30 autres "bullshit jobs" gravitant autour des hommes politiques, conseils généraux et communautés de communes

  • Consultant en stratégie électorale - Fournit des conseils souvent redondants sur les campagnes électorales.
  • Coordinateur de projets territoriaux - Supervise des projets de faible envergure ou inutiles.
  • Animateur de réseaux d'élus - Organise des événements et des réunions sans réelle valeur ajoutée.
  • Chargé de mission pour le développement durable - Travaille sur des projets sans impact concret ou mesurable.
  • Conseiller en communication politique - Gère des relations publiques souvent superficielles et sans substance.
  • Responsable des relations intercommunales - Facilite des interactions bureaucratiques entre communes.
  • Chargé de mission pour la promotion touristique - Promeut des destinations peu attrayantes ou déjà bien connues.

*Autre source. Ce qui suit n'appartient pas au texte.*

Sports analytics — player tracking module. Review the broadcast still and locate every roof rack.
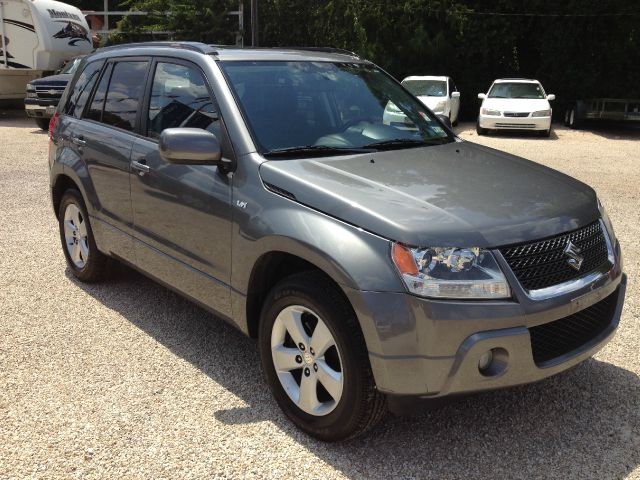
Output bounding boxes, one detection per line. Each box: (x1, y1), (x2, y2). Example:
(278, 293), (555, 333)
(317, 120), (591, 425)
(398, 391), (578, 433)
(98, 41), (213, 54)
(277, 47), (360, 58)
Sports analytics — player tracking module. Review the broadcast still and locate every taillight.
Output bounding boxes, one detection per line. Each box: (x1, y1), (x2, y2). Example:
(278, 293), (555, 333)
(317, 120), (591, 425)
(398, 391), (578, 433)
(49, 112), (60, 140)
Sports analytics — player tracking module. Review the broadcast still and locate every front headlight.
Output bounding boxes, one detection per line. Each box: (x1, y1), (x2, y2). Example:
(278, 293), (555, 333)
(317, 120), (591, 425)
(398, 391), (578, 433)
(27, 83), (38, 98)
(480, 108), (501, 117)
(391, 243), (511, 299)
(531, 110), (551, 117)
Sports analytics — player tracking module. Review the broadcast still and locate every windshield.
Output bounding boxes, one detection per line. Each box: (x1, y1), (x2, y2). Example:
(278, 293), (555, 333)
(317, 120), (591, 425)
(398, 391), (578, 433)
(489, 82), (545, 99)
(402, 80), (447, 97)
(60, 58), (82, 74)
(220, 61), (453, 155)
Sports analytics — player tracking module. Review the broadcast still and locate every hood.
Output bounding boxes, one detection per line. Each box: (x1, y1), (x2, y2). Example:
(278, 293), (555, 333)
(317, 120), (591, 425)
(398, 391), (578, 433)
(260, 142), (598, 247)
(29, 73), (73, 87)
(482, 98), (551, 112)
(418, 95), (448, 110)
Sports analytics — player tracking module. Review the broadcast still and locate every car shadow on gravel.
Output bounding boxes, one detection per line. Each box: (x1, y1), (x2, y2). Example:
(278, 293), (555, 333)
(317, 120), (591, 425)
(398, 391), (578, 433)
(67, 269), (640, 479)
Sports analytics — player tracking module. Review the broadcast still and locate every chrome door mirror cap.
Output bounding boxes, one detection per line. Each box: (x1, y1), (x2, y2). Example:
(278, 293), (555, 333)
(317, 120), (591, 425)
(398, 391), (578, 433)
(159, 128), (222, 165)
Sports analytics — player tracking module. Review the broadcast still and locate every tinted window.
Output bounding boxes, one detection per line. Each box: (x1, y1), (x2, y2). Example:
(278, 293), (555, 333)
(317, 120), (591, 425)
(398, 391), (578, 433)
(220, 61), (452, 154)
(102, 62), (149, 131)
(85, 64), (113, 122)
(489, 82), (545, 99)
(64, 62), (104, 118)
(148, 62), (220, 139)
(402, 80), (447, 97)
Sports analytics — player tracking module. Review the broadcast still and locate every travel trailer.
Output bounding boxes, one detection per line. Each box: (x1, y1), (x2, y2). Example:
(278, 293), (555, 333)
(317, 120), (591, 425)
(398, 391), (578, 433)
(0, 0), (93, 100)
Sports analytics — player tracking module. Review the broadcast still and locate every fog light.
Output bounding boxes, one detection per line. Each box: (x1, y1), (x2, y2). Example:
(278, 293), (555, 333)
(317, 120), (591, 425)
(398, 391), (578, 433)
(478, 350), (493, 372)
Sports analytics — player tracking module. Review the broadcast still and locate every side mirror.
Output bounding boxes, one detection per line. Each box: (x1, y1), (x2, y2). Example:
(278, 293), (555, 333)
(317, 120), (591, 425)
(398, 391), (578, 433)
(159, 128), (222, 165)
(436, 114), (453, 130)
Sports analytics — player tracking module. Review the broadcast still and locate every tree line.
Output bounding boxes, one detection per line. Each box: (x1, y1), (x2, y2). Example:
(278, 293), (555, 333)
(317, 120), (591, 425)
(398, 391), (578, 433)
(67, 0), (640, 119)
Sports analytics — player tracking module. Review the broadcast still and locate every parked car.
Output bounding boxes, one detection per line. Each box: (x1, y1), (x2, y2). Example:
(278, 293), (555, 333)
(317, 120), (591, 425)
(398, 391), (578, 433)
(476, 78), (556, 137)
(24, 55), (84, 130)
(49, 42), (626, 440)
(0, 0), (93, 100)
(564, 98), (640, 129)
(402, 76), (460, 126)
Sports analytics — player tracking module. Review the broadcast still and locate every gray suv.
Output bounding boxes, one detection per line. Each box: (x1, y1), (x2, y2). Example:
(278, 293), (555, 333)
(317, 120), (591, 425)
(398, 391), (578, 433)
(49, 43), (626, 440)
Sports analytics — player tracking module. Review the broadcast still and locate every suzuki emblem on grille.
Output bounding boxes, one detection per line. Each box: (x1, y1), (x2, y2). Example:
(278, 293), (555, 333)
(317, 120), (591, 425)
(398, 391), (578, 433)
(564, 241), (584, 270)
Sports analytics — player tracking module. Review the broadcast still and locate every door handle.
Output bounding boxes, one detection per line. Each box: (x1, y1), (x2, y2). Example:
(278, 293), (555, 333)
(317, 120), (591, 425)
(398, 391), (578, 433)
(71, 135), (87, 147)
(131, 158), (151, 176)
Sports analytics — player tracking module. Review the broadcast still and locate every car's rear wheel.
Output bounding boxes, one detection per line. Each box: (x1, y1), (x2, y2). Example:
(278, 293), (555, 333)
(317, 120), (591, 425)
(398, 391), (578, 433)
(34, 118), (49, 131)
(58, 189), (111, 282)
(259, 272), (386, 441)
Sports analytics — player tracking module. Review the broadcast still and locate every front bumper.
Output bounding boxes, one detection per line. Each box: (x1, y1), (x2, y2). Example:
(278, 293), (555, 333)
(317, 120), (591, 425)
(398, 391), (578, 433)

  • Coordinateur de programmes européens - Supervise des projets européens sans réelle influence locale.
  • Conseiller spécial du maire - Donne des conseils souvent génériques et non spécifiques.
  • Médiateur de quartier - Intervient dans des conflits mineurs sans réelle autorité ou résultat.
  • Consultant en marketing territorial - Propose des stratégies de marketing peu efficaces pour des régions.
  • Chef de cabinet - Organise l'agenda et les déplacements des élus sans impact direct sur les politiques publiques.
  • Chargé de mission pour les projets culturels - Gère des événements culturels de faible importance.
  • Attaché parlementaire - Réalise des tâches administratives banales pour les parlementaires.
  • Coordinateur de la démocratie participative - Organise des consultations publiques sans impact sur les décisions réelles.
  • Consultant en urbanisme - Fournit des avis redondants sur des projets déjà bien définis.
  • Chargé de mission pour la coopération décentralisée - Travaille sur des partenariats internationaux peu fructueux.
  • Coordinateur de la transition énergétique - Supervise des projets énergétiques souvent symboliques.
  • Animateur des politiques publiques - Organise des réunions et des débats sans influence sur les décisions finales.
  • Consultant en gestion des crises politiques - Intervient lors de crises politiques avec des solutions souvent inefficaces.
  • Chargé de mission pour l'insertion sociale - Gère des programmes sociaux sans résultats concrets.
  • Responsable de la communication interne - Diffuse des informations internes souvent redondantes.
  • Consultant en relations institutionnelles - Facilite des interactions entre institutions sans réel résultat.
  • Chef de projet pour les infrastructures - Supervise des projets d'infrastructure de faible envergure.
  • Animateur des réseaux sociaux pour élus - Gère la présence en ligne des élus sans engagement réel.
  • Coordinateur des événements protocolaires - Organise des événements formels sans importance significative.
  • Consultant en financement public - Conseille sur des subventions publiques avec peu de succès.
  • Chargé de mission pour la mobilité durable - Travaille sur des projets de mobilité peu ambitieux.
  • Coordinateur des partenariats publics-privés - Supervise des collaborations souvent inefficaces.
  • Animateur de la concertation citoyenne - Facilite des discussions publiques sans aboutissement concret.

Ces métiers, bien que parfois présentés comme essentiels tendent souvent à se concentrer sur des tâches bureaucratiques et administratives sans réel impact direct sur la société ou l'économie.